Now that leads me back to James and John and their tirade against the Samaritan village they came upon after all of that. The people of that village were not receptive to Jesus or the word proclaimed by the disciples. Forgetting themselves (their initial training to “just walk on by” and being full of themselves because they witnessed the Transfiguration), they went back to their old ways. They flexed their immature spiritual muscles and decided to “force the situation” by judging the people there who didn’t know with a death sentence. This was not Sodom and Gomorrah. We do not hear of vile debauchery as in Sinai or near the Dead Sea. The people were not receptive. We don’t really what their issue was, but the response was the same. At least Jesus’ response was the same, “Shake the dust off your feet, ignore them and know that in your walking away you have left an enduring testimony.” Oh, that Jeremiah would have had such a reminder, too. Instead, at the end of his lament he did not continue to build on the statement of patient faith (as mentioned in verse 3.22) but returned to wailing and railing against “those people” who refused, abused and set themselves up as enemies of God and God’s people. So many times, the Old Testament stories point to the need for a Savior, a Messiah, a great Teacher, a strong leader and a powerful ruler to, let me say…”save them and save them from themselves.” Mighty ones of God, they lived before the cross. We live after the cross. We have seen the transfiguration of the Resurrected Christ. We know it is the affirmation of His promise to return and gather all believers into the safety of the True Shepherd’s sheep pen. Yet, how are we responding to the current situation? Have we continued to “forget ourselves”? Isn’t it time we remember who we are and whose we are? There are so many others in the world who need to hear about Jesus. Why do we spend so much negative energy on those committed to refusing the gospel. Let us learn from the lesson He taught: shake the dust off your feet, walk away and pray… in many cases the only means of healing and reconciliation is prayer. We are called to “pray over people” and not “prey” on them.

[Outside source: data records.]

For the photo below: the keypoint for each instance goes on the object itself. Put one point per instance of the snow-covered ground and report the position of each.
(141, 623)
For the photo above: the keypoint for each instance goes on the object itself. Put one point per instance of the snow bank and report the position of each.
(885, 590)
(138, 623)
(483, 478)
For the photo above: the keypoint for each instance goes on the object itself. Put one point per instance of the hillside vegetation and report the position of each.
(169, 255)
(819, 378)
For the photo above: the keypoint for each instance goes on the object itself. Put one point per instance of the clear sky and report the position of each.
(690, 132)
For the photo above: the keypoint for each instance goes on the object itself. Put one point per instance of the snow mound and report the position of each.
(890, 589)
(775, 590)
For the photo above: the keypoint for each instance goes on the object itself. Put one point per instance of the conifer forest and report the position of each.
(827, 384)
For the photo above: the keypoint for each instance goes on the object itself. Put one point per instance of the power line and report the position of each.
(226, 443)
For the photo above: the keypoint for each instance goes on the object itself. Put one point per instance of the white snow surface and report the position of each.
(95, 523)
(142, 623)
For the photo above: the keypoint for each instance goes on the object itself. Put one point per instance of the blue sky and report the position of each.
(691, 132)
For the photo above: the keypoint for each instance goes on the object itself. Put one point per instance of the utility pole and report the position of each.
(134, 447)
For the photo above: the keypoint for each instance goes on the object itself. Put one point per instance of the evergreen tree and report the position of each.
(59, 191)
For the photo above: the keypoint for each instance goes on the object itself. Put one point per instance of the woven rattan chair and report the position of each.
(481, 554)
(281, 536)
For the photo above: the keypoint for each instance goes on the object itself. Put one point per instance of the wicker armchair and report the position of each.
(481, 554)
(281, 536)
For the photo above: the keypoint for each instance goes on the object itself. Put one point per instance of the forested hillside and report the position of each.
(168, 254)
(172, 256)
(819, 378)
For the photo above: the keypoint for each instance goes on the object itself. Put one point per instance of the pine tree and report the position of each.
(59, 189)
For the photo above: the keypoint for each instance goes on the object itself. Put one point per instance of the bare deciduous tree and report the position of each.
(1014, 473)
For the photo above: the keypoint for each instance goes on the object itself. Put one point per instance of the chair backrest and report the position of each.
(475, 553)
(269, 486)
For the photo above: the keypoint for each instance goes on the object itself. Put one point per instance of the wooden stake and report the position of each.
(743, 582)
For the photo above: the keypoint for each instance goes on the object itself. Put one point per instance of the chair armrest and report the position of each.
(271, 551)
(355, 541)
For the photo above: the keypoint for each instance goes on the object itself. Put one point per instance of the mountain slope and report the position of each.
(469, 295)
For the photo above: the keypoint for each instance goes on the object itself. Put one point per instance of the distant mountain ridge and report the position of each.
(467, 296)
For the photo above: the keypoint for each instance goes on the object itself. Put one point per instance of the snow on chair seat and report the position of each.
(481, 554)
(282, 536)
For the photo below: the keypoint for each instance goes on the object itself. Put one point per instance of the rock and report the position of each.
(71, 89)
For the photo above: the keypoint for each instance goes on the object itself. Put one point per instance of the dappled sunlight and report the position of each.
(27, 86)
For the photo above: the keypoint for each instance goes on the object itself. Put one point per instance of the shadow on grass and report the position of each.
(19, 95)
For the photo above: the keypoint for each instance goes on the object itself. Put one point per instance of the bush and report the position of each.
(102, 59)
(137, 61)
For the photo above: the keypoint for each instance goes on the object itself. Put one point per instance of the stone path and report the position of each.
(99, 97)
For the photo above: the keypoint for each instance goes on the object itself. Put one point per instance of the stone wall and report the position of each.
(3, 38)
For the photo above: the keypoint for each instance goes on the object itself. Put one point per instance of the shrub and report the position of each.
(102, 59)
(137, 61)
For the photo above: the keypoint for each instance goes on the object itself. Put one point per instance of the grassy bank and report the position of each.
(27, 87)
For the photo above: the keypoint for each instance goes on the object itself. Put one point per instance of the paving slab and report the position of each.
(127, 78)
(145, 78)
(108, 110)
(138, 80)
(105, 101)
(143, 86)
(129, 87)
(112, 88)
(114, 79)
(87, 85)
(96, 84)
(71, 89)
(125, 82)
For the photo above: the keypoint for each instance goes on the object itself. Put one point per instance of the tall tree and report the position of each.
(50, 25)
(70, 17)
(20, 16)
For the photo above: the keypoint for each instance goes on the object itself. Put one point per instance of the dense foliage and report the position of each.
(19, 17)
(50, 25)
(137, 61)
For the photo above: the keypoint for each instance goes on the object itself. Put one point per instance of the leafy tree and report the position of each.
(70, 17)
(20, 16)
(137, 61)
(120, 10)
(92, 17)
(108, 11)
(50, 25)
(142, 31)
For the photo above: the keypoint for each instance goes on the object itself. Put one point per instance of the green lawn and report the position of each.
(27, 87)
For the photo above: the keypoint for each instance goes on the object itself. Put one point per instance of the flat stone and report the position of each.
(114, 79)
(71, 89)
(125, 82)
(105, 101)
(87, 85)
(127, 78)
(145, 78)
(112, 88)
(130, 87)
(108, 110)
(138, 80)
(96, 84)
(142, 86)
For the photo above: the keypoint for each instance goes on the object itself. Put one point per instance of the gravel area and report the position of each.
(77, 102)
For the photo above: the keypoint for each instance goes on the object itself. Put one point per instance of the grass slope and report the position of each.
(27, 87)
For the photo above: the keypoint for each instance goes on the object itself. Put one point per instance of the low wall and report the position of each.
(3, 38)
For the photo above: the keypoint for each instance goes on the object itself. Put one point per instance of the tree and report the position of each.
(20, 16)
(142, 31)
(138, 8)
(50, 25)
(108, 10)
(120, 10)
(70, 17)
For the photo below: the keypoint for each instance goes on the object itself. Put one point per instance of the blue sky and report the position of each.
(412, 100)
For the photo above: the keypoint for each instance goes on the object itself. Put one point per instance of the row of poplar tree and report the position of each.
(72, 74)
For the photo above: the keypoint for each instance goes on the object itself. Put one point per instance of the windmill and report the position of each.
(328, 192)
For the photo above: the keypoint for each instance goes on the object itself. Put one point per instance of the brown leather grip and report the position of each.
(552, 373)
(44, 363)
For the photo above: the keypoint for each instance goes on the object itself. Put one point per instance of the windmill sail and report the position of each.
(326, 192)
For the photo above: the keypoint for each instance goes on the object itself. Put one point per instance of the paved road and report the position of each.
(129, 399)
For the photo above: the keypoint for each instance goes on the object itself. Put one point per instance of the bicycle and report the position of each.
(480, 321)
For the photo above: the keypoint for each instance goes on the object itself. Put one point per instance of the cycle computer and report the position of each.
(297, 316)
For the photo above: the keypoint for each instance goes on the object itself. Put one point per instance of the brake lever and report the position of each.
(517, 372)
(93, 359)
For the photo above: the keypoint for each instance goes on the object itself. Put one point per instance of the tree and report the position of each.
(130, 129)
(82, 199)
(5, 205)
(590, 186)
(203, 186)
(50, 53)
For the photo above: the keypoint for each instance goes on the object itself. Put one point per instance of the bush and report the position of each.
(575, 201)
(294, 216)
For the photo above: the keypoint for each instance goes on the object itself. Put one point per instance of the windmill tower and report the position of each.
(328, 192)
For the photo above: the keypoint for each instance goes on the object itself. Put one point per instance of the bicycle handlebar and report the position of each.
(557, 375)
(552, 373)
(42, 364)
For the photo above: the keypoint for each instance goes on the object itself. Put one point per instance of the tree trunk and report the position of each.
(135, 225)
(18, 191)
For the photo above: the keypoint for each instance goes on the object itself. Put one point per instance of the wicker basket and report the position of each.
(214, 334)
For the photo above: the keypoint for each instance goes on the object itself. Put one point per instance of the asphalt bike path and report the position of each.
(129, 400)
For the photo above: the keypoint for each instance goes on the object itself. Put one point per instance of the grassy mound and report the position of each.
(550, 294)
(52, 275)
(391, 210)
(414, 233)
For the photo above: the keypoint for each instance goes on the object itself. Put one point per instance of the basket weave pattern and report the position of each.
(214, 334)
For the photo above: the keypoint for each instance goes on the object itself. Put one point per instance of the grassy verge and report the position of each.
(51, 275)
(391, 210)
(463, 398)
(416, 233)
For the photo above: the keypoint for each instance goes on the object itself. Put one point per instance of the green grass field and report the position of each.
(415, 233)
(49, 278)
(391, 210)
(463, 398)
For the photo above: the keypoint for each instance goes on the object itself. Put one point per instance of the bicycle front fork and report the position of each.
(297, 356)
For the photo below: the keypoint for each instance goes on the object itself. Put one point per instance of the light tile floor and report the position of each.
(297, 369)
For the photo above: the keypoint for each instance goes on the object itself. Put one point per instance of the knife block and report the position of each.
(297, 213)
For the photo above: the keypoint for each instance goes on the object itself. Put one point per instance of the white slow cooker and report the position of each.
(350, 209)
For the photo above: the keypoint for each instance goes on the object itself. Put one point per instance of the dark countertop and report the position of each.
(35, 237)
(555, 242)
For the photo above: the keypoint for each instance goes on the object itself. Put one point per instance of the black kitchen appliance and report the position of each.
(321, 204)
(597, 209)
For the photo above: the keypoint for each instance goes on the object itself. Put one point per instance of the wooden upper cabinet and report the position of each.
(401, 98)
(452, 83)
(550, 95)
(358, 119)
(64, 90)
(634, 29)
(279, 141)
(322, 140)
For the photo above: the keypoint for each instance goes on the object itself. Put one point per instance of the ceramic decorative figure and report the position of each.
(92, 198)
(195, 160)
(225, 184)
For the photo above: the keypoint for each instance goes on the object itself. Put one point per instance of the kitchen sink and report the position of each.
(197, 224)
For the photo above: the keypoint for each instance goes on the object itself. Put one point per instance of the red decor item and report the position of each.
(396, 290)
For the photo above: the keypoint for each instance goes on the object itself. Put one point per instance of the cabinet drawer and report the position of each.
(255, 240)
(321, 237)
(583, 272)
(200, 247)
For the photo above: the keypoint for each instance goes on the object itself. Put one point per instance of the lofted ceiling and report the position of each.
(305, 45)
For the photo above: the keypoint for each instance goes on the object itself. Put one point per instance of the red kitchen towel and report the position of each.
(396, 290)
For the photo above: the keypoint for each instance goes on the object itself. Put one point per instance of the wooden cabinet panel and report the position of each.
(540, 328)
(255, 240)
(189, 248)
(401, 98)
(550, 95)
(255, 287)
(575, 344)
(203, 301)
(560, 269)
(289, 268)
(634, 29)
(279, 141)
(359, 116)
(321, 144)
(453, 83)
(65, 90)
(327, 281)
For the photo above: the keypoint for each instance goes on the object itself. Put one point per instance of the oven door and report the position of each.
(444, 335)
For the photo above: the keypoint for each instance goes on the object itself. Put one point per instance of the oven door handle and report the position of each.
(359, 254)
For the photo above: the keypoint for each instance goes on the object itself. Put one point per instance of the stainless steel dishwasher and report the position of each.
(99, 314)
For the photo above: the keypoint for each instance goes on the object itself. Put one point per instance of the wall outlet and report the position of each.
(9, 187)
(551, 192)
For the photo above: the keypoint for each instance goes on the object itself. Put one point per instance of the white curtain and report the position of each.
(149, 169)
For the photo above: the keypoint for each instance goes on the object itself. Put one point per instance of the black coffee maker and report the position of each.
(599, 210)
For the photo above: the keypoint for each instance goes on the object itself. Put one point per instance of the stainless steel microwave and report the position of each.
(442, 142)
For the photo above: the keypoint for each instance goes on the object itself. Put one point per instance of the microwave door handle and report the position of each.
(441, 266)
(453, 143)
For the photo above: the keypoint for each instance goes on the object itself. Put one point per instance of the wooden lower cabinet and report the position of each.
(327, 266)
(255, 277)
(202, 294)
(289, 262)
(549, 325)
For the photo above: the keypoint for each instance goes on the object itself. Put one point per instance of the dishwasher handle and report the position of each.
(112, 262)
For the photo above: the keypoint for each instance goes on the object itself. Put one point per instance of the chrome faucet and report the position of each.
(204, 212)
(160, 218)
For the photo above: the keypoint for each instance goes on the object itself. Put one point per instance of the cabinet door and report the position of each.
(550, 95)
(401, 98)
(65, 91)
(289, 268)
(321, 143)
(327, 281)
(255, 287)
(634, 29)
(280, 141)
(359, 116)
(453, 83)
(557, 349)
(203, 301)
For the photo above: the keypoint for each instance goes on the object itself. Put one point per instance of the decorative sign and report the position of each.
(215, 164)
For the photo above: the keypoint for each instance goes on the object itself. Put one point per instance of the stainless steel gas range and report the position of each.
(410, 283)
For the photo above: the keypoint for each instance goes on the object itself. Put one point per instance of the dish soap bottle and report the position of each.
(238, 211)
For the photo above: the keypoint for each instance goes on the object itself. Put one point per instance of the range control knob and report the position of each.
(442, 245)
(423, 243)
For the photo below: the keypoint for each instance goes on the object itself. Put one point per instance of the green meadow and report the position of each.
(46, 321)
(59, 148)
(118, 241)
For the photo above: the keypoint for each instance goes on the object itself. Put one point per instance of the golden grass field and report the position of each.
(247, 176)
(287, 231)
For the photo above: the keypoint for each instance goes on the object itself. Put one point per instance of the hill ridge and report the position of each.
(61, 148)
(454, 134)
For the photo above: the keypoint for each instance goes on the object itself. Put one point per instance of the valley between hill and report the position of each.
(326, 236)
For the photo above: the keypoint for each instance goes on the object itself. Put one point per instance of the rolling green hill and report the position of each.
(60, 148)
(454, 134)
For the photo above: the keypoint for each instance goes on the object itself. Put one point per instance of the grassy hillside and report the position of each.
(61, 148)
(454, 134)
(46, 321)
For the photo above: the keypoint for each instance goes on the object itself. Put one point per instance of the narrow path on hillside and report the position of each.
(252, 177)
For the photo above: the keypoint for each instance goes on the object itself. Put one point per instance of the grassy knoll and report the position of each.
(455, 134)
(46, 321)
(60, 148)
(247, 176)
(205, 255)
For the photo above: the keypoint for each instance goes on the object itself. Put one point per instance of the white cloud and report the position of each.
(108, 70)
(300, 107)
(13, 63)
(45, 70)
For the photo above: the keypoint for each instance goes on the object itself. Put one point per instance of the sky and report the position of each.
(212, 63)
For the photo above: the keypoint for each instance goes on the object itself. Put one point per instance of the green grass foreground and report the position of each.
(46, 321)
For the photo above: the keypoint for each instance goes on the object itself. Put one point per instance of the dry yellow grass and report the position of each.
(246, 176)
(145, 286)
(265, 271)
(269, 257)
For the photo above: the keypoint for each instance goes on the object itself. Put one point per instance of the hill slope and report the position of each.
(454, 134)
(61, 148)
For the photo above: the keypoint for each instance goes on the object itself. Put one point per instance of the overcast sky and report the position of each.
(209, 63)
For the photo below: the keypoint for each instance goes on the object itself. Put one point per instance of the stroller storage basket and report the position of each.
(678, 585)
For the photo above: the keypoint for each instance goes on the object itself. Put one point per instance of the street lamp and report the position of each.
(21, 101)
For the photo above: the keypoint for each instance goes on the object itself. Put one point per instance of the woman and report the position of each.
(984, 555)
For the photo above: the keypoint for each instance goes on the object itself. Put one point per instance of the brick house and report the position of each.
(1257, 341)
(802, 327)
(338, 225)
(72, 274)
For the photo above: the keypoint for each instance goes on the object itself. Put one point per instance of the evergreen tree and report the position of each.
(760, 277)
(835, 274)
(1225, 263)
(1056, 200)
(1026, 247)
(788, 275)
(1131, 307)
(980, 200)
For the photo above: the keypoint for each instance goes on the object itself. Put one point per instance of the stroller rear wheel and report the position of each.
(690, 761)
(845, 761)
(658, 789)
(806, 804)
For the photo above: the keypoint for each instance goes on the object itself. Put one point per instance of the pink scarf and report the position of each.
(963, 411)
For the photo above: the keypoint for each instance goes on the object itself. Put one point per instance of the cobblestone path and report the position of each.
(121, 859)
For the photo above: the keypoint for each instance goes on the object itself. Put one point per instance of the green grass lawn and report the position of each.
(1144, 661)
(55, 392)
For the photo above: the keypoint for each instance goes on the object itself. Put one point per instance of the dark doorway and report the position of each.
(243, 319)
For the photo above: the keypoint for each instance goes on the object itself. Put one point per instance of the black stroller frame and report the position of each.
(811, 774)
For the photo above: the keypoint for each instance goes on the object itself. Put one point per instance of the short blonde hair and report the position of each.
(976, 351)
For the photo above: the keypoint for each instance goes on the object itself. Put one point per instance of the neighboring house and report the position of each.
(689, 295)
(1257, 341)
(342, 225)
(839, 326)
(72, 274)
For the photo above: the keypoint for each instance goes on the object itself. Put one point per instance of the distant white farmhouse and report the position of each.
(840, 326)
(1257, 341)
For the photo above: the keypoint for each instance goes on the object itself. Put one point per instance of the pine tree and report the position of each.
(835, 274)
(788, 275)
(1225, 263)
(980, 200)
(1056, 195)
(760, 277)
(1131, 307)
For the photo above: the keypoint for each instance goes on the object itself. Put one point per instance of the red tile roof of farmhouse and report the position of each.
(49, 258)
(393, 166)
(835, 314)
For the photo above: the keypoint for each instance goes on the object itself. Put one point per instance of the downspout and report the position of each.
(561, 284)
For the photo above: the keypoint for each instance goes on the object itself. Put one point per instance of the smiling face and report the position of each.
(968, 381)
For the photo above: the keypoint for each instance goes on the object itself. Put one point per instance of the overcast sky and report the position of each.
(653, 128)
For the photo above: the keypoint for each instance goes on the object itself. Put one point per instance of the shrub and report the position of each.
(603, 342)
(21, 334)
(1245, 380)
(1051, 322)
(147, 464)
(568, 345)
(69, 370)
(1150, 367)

TODAY’S PRAYER IN RESPONSE TO GOD’S WORD:

Father, in these days we are finding the need to believe even more than ever before. We all have known trouble, some in greater ways than others, but You are offering us the assurance that we will not be consumed by it forever. Regardless of the “time” we are in and the “time” we have been given, we ask for Your Holy Spirit which Jesus asked You to share with us, to lead and guide and direct us in the paths we should go. Teach us what we still need to learn. Empower us to put that learning into action. Bless our actions not as a works righteousness but as righteous works of faith, hope and love in Jesus’ name. AMEN.